# puppy is very hot all the time



## annaelle (Apr 20, 2015)

Hi, 
I am a new member. We adopted our beautiful Penny two months ago and love her dearly. She is now four months.
As summer approaches we noticed that she seems to over heat very quickly, just a quick walk is enough and she seems to be struggling and hot. 
We walk her always where she can walk on grass (while I am on cement), and offer her plenty of water. 

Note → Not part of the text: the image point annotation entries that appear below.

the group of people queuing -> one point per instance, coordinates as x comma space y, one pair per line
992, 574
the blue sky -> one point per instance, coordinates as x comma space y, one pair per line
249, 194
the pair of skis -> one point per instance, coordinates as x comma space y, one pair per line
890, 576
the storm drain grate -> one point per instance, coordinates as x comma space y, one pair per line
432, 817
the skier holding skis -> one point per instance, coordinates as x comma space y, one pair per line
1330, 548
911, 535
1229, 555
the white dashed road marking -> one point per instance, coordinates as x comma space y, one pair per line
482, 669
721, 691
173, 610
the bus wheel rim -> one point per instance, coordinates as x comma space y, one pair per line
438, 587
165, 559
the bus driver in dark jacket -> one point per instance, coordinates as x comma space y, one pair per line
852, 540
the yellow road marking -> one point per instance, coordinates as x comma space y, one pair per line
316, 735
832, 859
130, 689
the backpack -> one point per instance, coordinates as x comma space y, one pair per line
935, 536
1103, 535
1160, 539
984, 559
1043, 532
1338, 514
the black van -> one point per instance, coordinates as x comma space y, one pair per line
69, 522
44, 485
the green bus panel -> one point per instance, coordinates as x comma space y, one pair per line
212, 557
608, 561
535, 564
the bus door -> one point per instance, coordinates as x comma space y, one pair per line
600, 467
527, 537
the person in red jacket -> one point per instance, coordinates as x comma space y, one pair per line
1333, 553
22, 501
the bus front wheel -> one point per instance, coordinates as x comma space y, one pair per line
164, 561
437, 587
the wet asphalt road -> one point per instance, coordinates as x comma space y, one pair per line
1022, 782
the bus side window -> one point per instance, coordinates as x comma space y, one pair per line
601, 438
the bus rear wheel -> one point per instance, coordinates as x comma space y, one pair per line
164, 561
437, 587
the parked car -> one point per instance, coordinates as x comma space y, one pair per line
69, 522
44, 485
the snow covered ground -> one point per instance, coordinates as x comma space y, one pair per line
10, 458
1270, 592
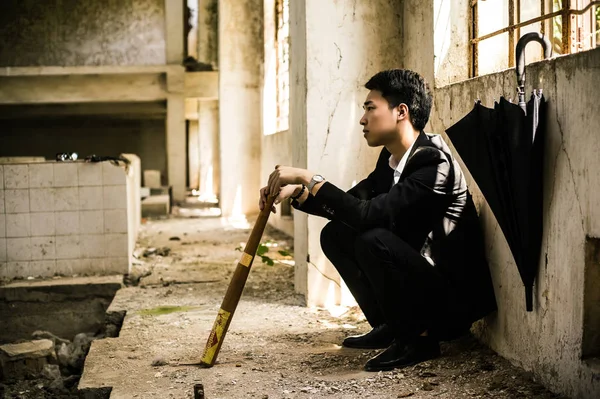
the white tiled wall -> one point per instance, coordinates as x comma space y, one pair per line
64, 218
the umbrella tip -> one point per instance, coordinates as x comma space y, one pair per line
529, 298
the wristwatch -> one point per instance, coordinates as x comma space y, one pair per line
314, 180
295, 197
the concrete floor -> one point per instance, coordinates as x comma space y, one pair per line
275, 347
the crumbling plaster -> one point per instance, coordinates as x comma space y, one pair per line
74, 33
547, 341
336, 48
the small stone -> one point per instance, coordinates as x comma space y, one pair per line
427, 386
158, 361
51, 372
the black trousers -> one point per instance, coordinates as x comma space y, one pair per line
391, 282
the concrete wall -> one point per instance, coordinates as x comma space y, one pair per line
101, 136
240, 61
547, 341
65, 218
73, 32
336, 48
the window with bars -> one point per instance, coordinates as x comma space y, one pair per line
497, 25
282, 43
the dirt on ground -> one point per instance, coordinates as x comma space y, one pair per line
275, 347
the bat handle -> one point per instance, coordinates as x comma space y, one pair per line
236, 286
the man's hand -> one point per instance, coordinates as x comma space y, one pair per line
285, 193
284, 175
262, 201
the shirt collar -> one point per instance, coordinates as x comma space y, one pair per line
398, 166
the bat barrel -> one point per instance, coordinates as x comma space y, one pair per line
235, 289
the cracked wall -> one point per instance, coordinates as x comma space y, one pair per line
76, 33
547, 341
240, 67
336, 48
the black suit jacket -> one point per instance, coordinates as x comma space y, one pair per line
430, 194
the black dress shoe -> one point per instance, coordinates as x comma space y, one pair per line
379, 337
398, 355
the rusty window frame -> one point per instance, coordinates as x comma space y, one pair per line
571, 32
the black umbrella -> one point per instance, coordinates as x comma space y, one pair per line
503, 149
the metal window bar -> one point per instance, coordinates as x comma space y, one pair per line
569, 16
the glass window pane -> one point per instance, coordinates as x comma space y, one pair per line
492, 15
493, 54
531, 9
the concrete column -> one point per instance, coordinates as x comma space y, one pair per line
208, 22
240, 62
176, 143
209, 166
417, 44
328, 71
175, 123
174, 31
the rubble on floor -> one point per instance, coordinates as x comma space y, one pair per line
275, 346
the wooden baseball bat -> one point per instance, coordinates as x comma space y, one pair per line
236, 286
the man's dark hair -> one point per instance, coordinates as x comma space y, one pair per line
403, 86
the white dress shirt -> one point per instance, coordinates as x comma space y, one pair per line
398, 166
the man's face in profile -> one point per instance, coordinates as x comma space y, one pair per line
379, 120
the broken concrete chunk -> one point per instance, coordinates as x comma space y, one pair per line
24, 360
27, 350
51, 372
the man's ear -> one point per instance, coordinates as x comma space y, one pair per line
402, 111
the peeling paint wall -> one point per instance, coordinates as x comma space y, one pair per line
547, 341
240, 75
75, 33
336, 47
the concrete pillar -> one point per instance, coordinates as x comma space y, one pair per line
240, 65
175, 122
176, 143
208, 32
328, 71
174, 20
417, 44
209, 166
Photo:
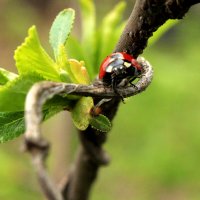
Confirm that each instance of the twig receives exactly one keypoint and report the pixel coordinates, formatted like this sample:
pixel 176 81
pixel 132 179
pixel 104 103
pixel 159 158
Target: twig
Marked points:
pixel 38 147
pixel 146 17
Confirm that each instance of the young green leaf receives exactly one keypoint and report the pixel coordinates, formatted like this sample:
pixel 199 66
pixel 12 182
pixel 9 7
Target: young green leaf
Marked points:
pixel 108 33
pixel 81 112
pixel 61 29
pixel 6 76
pixel 31 57
pixel 79 72
pixel 161 31
pixel 101 123
pixel 88 16
pixel 12 124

I am wondering if this is a character of the breed (first vizsla here), or if it's her. Maybe it's because she is still small? (22lbs)

Thanks!


----------



## R E McCraith (Nov 24, 2011)

V's R steam engines - they run on water - PIKE runs early or late in the day - when the skin around the eyes is turning red - the drool is heavy & not clear - time 2 stop !!!!!!! we go 2 Cedar Creek Lake 3-4 times a week 4 dock diving & bumper drills - PIKE gets 2 meet & greet so many new people at the launch ramp !!!!


----------



## chilithevizsla (Apr 2, 2014)

In the winter my dog would rarely pants even after vigorous exercise where my mums Springer Spaniel would pant quite easily. I found they're dogs that give off ALOT of heat considering they're short haired dogs. Now it's the beginning of summer he pants very easily so I think they're high heat dogs who don't do great in hot weather.
I tend to focus my exercise around water or swimming but I'm assuming this isn't possible for everyone.
Maybe shorten walks and focus more on brain exercise where they're not moving round as much. Maybe stick to shady areas and have a bowl accessible at all times.


----------



## fullmanfamily (Oct 17, 2014)

Try and make sure your pup is drinking a lot of water, something we do to encourage more drinking on hot days is put ice cubs in her water dish. It becomes more of a fun game to get her to drink more. She'll bob for the ice cubes, blow bubbles in her bowl, and inevitably, end up drinking more. Something else that's fun, is getting a kiddie pool for your yard. We recently got one for Ruby and she'll go in there and wad around on hot days. I usually get in there with her two and rub her down/ splash her to make sure she cools off. It is hard though! She gets hot easily. We put the AC unit on in our bedroom last night and she loved it, slept in until 7pm today!


----------